It's 10 degrees outside today, here in Maine.
I wonder how cold it was 25 years ago on this day in New York City?
As cold as a killers heart? I doubt it.
Back then I lived in Northern Michigan. I remember cleaning the snow off my car while warming it up for my drive to a neighboring town where my job was. It was late. I worked the graveyard shift in a factory.
I remember turning the car radio on and hearing the news bulletin.
A life altering event had occured tonight, one that was about to grip and unite the world in sadness.
"John Lennon was shot dead tonight in front of his New York City apartment."
I remember turning my car off and going back into the housed in shock and calling in sick.
I would not be going to work this night. I was sick to my stomach. Paralyzed in disbelief.
I lost a hero. The world lost a friend. How could this be?
Just typing this brings tears to my eyes. Why do I feel so connected?
It's been 25 years since he died, but it seems like a day.
John and I go back even further.
My first Beatles album was Sgt. Pepper. I was about 12 years old and it was like a great story book to me. I would listen to every word and in my mind I would see this whole movie playing.

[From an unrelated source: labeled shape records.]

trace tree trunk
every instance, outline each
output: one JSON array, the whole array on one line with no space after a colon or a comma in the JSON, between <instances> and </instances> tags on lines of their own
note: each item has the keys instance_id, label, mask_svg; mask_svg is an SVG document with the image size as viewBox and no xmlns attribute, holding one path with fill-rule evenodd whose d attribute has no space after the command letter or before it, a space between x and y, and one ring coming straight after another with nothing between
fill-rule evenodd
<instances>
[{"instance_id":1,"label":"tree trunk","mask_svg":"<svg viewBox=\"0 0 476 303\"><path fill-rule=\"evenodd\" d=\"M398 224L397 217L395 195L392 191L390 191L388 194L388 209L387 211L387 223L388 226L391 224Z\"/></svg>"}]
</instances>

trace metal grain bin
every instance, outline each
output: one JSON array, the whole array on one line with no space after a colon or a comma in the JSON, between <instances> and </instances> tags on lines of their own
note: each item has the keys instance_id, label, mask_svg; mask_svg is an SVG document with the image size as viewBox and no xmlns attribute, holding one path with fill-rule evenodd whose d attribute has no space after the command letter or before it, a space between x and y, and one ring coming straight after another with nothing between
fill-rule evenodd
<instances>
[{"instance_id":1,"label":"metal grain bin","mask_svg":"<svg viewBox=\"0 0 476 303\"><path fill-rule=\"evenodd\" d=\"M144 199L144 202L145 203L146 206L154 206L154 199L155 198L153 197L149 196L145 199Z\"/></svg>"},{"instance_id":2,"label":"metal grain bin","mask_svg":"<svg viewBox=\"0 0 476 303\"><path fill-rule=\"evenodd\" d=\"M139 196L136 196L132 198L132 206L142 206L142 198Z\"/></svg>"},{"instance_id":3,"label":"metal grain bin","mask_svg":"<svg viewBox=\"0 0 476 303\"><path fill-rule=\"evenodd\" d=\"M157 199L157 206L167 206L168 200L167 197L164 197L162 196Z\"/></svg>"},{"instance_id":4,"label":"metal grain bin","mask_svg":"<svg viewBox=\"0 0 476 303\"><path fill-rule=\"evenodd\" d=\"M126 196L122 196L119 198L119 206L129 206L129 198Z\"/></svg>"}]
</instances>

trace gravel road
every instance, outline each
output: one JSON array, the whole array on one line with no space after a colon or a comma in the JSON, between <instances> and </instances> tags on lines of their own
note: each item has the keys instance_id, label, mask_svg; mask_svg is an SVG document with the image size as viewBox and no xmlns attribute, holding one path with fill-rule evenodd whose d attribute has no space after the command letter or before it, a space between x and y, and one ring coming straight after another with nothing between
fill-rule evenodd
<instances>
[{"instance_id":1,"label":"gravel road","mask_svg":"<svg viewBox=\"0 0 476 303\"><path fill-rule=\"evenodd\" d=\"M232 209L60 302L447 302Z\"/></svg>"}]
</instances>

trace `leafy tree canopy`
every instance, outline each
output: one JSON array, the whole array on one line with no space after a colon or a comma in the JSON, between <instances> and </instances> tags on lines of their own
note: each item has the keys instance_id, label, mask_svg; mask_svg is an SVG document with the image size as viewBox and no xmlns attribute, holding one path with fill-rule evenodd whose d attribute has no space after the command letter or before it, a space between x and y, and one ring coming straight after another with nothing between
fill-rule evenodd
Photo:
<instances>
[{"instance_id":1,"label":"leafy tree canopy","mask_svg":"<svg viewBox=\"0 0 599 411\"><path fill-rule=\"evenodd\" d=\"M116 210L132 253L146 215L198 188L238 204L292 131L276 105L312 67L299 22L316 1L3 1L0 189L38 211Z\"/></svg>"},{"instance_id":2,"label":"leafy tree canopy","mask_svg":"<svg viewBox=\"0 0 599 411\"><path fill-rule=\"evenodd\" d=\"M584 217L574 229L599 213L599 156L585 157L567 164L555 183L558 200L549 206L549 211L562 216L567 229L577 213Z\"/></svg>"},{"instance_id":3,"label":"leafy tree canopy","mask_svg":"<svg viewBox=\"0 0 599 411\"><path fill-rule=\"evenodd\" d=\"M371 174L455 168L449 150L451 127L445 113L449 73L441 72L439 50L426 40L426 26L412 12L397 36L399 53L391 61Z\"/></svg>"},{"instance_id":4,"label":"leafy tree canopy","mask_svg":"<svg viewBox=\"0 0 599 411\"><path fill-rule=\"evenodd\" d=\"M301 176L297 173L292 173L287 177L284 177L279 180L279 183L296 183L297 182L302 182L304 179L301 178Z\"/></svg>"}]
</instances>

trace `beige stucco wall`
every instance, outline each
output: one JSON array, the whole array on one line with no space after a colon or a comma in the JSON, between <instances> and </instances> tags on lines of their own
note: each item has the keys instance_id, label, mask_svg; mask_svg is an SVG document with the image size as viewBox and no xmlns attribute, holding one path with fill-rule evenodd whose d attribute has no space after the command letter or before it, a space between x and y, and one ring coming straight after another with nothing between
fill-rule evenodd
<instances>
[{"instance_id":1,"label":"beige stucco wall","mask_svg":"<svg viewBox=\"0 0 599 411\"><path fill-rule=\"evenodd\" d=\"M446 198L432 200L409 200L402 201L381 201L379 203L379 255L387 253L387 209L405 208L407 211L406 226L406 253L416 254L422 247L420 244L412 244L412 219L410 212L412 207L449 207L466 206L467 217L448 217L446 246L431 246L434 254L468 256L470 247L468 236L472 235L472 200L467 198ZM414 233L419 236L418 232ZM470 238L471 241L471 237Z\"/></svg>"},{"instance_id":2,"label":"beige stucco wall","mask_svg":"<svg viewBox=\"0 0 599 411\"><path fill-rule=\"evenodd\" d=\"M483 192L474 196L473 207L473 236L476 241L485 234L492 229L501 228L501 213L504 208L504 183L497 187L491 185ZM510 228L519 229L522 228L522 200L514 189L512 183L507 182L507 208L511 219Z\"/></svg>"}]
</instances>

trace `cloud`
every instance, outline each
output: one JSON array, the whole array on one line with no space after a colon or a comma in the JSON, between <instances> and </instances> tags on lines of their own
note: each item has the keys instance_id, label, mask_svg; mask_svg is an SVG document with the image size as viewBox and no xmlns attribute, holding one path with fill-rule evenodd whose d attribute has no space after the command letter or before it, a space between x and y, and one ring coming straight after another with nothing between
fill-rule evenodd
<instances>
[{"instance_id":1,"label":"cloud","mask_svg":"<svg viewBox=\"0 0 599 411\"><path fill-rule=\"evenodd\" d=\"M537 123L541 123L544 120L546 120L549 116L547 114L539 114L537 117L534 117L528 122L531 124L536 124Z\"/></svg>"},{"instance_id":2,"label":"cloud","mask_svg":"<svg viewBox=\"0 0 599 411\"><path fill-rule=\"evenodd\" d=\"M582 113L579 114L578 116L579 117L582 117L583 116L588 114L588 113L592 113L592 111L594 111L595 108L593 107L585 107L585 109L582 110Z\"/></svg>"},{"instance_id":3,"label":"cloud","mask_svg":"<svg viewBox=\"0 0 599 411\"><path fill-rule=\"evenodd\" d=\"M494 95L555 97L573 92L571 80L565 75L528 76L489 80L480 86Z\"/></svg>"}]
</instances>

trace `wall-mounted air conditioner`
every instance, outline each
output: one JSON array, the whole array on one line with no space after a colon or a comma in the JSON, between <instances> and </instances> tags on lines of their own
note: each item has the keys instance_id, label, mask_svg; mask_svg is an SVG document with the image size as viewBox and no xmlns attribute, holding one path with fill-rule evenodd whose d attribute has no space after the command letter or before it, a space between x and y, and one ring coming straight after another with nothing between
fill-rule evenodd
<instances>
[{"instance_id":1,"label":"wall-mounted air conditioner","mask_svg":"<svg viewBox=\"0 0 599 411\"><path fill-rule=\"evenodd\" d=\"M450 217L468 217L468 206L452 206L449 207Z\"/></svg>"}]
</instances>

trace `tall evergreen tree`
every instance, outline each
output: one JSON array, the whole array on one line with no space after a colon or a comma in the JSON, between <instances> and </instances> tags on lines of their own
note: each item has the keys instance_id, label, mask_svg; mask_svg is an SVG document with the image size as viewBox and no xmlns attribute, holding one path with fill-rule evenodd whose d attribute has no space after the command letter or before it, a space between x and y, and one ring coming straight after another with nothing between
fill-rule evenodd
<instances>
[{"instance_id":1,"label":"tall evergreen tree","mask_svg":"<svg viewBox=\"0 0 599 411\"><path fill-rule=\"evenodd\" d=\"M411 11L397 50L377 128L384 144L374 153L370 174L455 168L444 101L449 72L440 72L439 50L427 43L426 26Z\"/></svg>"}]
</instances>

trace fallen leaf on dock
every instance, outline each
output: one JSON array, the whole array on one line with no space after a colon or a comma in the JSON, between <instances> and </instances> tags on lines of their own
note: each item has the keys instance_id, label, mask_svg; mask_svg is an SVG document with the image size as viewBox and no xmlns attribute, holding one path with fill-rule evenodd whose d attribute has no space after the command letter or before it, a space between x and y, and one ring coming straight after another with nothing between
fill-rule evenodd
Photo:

It was more than music to me.
That was just the beginning of course, later I would follow all of the Beatles activities in the news, collecting articles from newspapers and magazines. I would spend hours reading their lyrics and trying to analyze each song, looking up every word and British slang that I didn't understand. It was only later, around the time of the break up, that I went back to Beatlemania and caught up with their entire history.
There was no video then, so I would put a cassette recorder in front of the television set so I could record John Lennon on the Tom Snyder Show, or record the news when Paul McCartney got busted taking marijuana into Japan. And then the night when every channel had special news reports on the death of the Beatle.
I guess my point here is that I grew up with Lennon. It was all very personal to me. The Beatles were the soundtrack to my life so far.
I still have a trunk full of books, newspapers, magazines, rare vinyl, and memories of the Fab Four.
From John, In His Own Write, to Yoko's Grapefruit.
Two Virgins, and The Wedding Album."
Headlines like, "John and Yoko attend the Watergate Hearings."
And from the N.Y.Post, "John Lennon Shot Dead."
I don't really know where I want to go with this story unless it's just to say that I remember.
My tears are real.
And though it makes me sad, I remember the happiness.
I remember the controversy of his honesty.
I remember believing that "All You Need Is Love."
I will continue to believe, and I will always remember.
I will remember someone who had the world at his finger tips and all he asked for was that we... "Give Peace A chance."